In the game that followed, Georgia blitzed a shell shocked Estonia 8-0 with three goals coming in the opening minutes. We played the Georgian team in our second game! The result was 4-0 to Georgia, it wasn’t as good a performance as the night before, perhaps we were tired and found it difficult to pick ourselves up after such a spirited performance. Perhaps the Georgian team (eight of whom played for the same club side ) tested us in a way that showed up our inexperience at this level. It was difficult to evaluate but the clinical counter attacks and lethal shooting of the Georgian team did a ‘job’ on us and put us back in our place. In the opening game before we played, the Estonia team fought out an exciting end to end game with Macedonia. The 8-0 result the night before had put real pressure on the hosts to score lots of goals against Estonia to avoid the heartbreak of missing out on goal difference.

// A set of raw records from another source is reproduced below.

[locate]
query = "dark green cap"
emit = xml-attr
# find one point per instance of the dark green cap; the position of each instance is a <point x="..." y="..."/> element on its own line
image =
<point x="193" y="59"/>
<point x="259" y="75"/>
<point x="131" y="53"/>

The 6-2 victory by Macedonia was slightly disturbing for us as Estonia showed how extremely fit they were and demonstrated an ability to play Futsal at a much higher level than they had showed in their first game. We would face them in our last game. The rest day was welcomed by all. It gave the players a chance to sleep late and catch up on the sleep that can be deprived as you eat late following the evening kick off before tossing and turning as you analyse the game that has just been played. That evening it was quiz time with the staff team gaining a famous victory in the fiercely contested six round quiz. Bring on Estonia. The game finished with a landmark victory for England, 3-2. Why a landmark? At half time the score was 2-0 to Estonia; the result of two defensive lapses and two quick counter attacks. Ironically, England had played a really effective style of Futsal that incorporated a well organised zone defence that was set up to regain possession, rotate and cause Estonia problems. It was working but the cutting edge wasn’t there and frustration was creeping in.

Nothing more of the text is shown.